Starcie to również będzie miało duże znaczenie dla układu sił w kategorii półśredniej, bo obaj zawodnicy są sklasyfikowani w czołowej piętnastce dywizji – Wonderboy jest 5., a Handz of Steel okupuje 11. miejsce.

 

To pojedynek spod znaku zmiany warty – prawie 38-letni Thompson powalczy o utrzymanie swojej wysokiej pozycji i przedłużenie marzeń o powrocie do mistrzowskiej rozgrywki. Już dwa razy w swojej karierze wojował o pas mistrzowski 170 funtów, ale dwukrotnie nie sprostał rozdającemu wówczas karty w wadze półśredniej Tyronowi Woodleyowi.

 

Jeśli natomiast znacznie mniej doświadczony pod banderą UFC Neal – stoczył w oktagonie ledwie pięć walk w porównaniu do aż piętnastu Thompsona – wyjdzie z tego starcia obronną ręką, utoruje sobie drogę do rywalizacji o najwyższe laury.

 

Fani krwawych jatek ostrzą sobie też zęby na konfrontację pomiędzy Michelem Pereirą i Khaosem Williamsem. Brazylijczyk to prawdopodobnie najbardziej ekwilibrystycznie walczący zawodnik w dziejach UFC, który wykonuje w oktagonie salta, obroty, gwiazdy, odbija się od siatki. Nie stroni też od ostentacyjnych prowokacji, czego dowodem jego ostatnie starcie z Zelimem Imadaevem.

Z kolei Amerykanin może pochwalić się nieprawdopodobnym wyczynem – stoczył mianowicie pod sztandarem UFC dwie walki, na skończenie których potrzebował łącznie… 57 sekund! Alexa Morono znokautował w debiucie w 27 sekund, a Abdula Razaka Alhassana w 30.

 

Oczy polskich fanów będą jednak zwrócone przede wszystkim na pojedynek pomiędzy Marcinem Tyburą i byłą gwiazdą futbolu amerykańskiego Gregiem Hardym. Polski ciężki w świetnie zmontowanym materiale promocyjnym – poniżej – nawiązał zresztą do sportowej przeszłości Amerykanina.

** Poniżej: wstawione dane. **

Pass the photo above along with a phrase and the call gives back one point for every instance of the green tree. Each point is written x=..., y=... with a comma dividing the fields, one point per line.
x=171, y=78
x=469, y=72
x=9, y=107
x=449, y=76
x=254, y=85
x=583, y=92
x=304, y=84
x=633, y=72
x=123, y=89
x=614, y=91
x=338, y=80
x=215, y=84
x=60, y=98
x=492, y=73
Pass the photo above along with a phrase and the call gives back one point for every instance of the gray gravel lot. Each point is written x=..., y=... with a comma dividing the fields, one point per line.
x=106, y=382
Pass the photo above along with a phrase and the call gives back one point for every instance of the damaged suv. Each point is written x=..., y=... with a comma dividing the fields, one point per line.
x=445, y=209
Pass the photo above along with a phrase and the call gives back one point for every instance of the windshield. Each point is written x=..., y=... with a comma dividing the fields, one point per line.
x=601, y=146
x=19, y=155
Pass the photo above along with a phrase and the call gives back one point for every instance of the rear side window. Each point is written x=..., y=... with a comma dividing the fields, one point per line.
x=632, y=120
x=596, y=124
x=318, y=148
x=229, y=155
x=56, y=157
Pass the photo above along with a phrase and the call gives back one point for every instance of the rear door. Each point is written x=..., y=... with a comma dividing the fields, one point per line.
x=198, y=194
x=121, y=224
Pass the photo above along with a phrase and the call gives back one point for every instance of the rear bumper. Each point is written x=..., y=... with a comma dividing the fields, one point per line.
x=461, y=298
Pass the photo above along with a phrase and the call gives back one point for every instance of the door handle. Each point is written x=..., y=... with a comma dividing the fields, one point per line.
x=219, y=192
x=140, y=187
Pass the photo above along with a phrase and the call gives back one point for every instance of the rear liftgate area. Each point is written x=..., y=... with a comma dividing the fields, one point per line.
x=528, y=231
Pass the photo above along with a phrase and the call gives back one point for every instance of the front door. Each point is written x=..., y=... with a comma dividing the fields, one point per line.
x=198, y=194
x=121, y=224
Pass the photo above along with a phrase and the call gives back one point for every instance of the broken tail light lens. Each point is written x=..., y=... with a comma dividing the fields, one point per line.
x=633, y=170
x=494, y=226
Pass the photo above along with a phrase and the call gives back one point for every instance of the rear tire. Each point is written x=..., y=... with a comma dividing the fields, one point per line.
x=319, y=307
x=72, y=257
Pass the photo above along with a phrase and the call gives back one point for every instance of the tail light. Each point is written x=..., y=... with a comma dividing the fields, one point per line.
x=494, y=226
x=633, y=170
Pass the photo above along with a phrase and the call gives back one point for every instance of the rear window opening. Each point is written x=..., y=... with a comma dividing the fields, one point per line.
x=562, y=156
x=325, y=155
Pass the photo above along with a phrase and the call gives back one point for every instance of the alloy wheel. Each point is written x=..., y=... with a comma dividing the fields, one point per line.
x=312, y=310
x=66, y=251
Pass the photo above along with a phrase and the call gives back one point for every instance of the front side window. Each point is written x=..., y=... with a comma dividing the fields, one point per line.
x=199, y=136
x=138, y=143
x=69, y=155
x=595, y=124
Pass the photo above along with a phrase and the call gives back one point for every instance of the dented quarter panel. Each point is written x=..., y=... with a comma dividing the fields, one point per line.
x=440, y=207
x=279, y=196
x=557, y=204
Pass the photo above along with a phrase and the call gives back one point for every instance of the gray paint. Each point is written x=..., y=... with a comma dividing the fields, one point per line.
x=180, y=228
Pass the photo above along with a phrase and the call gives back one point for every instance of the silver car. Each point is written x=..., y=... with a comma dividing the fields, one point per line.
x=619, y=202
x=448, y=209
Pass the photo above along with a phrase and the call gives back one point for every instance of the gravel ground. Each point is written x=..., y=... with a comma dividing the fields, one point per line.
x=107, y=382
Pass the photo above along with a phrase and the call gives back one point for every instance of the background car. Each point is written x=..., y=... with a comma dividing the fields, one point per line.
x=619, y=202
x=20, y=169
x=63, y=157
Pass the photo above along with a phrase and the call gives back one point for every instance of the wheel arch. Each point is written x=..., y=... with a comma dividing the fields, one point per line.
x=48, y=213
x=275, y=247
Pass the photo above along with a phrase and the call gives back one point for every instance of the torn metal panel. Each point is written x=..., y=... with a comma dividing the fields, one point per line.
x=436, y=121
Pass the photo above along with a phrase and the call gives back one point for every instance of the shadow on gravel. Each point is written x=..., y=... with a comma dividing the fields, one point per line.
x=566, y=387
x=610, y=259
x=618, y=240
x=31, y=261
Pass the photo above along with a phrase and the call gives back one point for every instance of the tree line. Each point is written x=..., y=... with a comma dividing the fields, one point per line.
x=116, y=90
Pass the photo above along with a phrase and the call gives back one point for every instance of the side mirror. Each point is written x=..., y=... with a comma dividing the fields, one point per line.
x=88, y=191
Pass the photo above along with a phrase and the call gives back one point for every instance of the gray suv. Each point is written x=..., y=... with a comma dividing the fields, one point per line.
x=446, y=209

Dla Marcina Tybury obecny rok układa się póki co fantastycznie. W lutym przerwał czarną serię dwóch porażek, pewnie na punkty pokonując Sergeya Spivaka i tym samym najprawdopodobniej ratując się przed zwolnieniem. W lipcu pewnie wypunktował Maxima Grishina, a w październiku odniósł niezwykle cenne zwycięstwo nad Benem Rothwellem, pokonując Amerykanina jednogłośną decyzją sędziowską.

 

Tym samym uniejowianin wyrównał swoją najlepszą serię zwycięstw w UFC – w latach 2016-2017 również wygrał bowiem trzy walki z rzędu. Jeśli w sobotę pokona Grega Hardy’ego, nie tylko wyśrubuje tę passę do czterech wiktorii, ale też 2020 będzie najlepszym rokiem w jego sportowej karierze. Tybur jeszcze nigdy w kalendarzowym roku nie wygrał bowiem aż czterech walk.

 

Jak widzą starcie bukmacherzy? Otóż, nie są zdecydowani. Pomimo niewielkiego doświadczenia w MMA Hardy’ego – rozpoczął zawodową karierę dopiero w 2018 roku, podczas gdy Polak bije się od 2011 – to on jest tutaj minimalnym faworytem. Nie ulega co prawda wątpliwości, że Amerykanin dysponuje bardzo ciężkimi pięściami, wobec czego Tybura będzie musiał mieć się na baczności w stójkowej szermierce, ale… Jeśli Polak wejdzie do oktagonu w takiej formie i z takim nastawieniem jak ostatnio, wydaje się, że nie powinien mieć większych problemów ze znacznie uboższym technicznie rywalem.